La carte liminaire de la plaquette permet de suivre dans ses grandes lignes le parcours du général de Gaulle du 11 août au 8 septembre 1942. Arrivé à Beyrouth le 11 août, de Gaulle se rend dans le Mont-Liban le 15 pour saluer dans sa résidence d’été le patriarche maronite Monseigneur Arida. Traversant le village de Hammana où a séjourné Lamartine il est salué par une impressionnante danse des sabres exécutée par des femmes du village. À Sofar, il visite le centre de convalescence de la France combattante. Le 16 août, il est à Damas ; le 17 août, à Soueida, capitale du Djebel druze, d’où il gagne Palmyre le 19 août, puis Deir ez-Zor sur l’Euphrate et la ville d’Alep dans le centre de la Syrie, puis le 21 août Hama, Homs et le port de Lattaquié. Il est de retour à Beyrouth le 22 août, à Tripoli dans le Liban-nord le 31 août, le 1er septepbre à Beyrouth pour la fête nationale libanaise, puis  le 2 dans le Liban-sud à Tyr et Saïda (Sidon), puis le 8 septembre dans la Bekaa, à Zahlé et Baalbeck.

De Gaulle a choisi de tirer profit du prestige acquis par les Forces Françaises Libres à Bir Hakeim – car pour la France Libre, cette bataille en est une – pour établir un lien direct avec les dirigeants, les religieux et les populations syrienne et libanaise, leur faire accepter l’idée que l’indépendance proclamée en 1941 devra attendre la fin du conflit pour être mise en place de manière effective et pour montrer aux alliés que la France Combattante est reconnue comme la France et que sa présence au Levant est légitime.
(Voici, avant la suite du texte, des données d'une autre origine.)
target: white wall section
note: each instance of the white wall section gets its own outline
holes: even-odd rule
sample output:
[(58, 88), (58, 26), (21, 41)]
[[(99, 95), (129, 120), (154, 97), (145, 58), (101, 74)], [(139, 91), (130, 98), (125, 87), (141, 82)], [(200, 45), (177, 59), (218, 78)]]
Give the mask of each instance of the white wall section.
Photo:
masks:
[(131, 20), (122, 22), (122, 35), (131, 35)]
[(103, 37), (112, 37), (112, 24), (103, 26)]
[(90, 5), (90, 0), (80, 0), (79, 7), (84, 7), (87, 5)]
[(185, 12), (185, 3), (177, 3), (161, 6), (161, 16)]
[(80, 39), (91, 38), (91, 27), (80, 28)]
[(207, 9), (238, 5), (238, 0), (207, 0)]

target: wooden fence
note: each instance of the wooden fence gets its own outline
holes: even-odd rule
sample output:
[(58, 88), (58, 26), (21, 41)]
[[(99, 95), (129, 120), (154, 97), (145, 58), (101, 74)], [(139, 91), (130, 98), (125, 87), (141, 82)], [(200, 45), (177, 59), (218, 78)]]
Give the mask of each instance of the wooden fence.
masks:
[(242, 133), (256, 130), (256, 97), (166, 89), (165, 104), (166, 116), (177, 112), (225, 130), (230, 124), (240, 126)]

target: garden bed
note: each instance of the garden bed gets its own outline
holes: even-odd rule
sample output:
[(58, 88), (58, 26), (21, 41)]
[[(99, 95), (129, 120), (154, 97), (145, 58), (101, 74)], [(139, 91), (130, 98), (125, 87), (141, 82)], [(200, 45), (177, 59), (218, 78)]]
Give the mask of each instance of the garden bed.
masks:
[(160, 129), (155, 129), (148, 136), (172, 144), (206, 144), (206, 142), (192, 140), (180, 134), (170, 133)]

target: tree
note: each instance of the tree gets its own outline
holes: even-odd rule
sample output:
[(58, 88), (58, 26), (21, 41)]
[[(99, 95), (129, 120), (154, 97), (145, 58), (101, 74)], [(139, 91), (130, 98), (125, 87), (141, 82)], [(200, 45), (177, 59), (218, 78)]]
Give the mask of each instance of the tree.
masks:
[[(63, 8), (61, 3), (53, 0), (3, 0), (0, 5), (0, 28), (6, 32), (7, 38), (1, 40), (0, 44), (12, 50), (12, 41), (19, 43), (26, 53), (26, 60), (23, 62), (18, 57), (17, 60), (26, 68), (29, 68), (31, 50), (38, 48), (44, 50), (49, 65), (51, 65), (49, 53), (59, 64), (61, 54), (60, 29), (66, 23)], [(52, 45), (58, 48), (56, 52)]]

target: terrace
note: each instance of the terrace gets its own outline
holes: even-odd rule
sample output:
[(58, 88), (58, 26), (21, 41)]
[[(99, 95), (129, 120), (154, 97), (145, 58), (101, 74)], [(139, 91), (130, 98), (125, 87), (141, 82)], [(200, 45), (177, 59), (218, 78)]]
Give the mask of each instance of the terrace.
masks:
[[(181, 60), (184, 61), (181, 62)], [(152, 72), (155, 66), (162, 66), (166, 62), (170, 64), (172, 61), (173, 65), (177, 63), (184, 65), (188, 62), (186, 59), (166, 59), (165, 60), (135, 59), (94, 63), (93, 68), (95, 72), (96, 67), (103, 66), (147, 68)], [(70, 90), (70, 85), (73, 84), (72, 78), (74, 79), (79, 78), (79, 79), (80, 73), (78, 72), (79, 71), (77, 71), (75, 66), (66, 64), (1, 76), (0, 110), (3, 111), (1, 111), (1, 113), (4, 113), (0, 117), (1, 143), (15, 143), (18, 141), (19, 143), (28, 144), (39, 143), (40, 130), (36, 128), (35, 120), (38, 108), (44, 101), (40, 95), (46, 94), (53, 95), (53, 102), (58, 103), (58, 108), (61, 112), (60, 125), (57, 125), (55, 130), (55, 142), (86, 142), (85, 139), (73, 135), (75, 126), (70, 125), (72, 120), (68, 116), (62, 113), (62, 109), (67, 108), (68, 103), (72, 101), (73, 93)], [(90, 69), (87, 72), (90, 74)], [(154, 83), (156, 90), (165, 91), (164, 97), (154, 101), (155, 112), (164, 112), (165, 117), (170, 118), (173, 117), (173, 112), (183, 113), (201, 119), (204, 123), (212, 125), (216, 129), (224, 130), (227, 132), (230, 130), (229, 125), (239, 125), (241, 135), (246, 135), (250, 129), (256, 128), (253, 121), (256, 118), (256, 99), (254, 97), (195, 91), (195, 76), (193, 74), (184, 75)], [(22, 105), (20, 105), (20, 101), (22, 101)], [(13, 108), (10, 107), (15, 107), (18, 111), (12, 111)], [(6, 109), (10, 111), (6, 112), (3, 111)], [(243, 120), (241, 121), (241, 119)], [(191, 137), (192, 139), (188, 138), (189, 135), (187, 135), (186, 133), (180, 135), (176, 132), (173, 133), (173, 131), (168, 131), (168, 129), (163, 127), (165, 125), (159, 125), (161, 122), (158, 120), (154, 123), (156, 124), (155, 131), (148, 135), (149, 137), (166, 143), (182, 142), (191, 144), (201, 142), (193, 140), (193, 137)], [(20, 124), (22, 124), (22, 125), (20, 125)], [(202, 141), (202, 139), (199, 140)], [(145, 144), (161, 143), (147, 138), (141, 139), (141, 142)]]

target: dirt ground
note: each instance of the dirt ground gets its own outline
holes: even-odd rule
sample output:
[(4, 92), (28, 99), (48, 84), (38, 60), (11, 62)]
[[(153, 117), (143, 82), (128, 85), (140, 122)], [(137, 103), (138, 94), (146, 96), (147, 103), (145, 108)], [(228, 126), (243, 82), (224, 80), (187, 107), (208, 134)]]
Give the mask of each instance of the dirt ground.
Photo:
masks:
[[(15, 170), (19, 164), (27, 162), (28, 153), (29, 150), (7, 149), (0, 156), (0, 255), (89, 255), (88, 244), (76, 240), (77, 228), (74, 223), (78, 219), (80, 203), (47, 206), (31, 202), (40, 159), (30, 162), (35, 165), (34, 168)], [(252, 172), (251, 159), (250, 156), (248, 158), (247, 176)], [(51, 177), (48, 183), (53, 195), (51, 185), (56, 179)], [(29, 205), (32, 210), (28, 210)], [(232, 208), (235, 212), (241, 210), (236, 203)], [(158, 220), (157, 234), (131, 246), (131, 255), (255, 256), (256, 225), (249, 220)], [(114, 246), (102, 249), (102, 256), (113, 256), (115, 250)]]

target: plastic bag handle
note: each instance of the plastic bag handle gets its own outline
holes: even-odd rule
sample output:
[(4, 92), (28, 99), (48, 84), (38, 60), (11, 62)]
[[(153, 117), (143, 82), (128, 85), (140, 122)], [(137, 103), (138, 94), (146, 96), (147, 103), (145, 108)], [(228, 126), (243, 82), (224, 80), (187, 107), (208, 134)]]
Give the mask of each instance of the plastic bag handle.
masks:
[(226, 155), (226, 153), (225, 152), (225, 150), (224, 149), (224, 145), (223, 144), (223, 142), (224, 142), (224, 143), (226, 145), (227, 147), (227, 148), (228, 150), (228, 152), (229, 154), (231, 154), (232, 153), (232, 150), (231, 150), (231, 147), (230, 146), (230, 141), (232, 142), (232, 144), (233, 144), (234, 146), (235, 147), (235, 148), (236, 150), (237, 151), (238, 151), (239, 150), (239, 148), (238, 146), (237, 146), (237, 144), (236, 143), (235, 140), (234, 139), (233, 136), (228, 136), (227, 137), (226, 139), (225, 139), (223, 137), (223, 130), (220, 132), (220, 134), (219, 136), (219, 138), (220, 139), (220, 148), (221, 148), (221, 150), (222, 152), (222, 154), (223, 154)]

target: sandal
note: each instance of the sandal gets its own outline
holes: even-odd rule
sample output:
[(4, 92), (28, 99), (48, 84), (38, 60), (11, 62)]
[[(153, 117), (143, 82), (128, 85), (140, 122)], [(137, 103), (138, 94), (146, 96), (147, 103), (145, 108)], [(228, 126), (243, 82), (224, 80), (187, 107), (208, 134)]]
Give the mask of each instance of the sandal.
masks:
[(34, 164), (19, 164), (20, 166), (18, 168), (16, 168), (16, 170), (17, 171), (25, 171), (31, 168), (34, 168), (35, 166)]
Ce voyage est donc un manifeste. Pour sa préparation, de Gaulle a pu compter sur une personnalité remarquable : le général Catroux, Délégué général de la France Combattante et commandant supérieur au Levant, un « homme de cœur et de caractère, connaissant admirablement le monde arabe, diplomate remarquable et parfait administrateur », écrit Gaulmier dans sa préface de 1990. Catroux est aussi un « marocain » : c’est ainsi que l’on désigne les disciples de Lyautey [18], soucieux du respect des particularismes et des croyances et convaincu que le premier devoir d’une puissance protectrice est de se faire apprécier [19]. Le voyage-manifeste du général de Gaulle au Levant dit trois choses : la France est encore forte ; la France est moderne et ouverte ; nous, Français, avons une certaine idée du Levant.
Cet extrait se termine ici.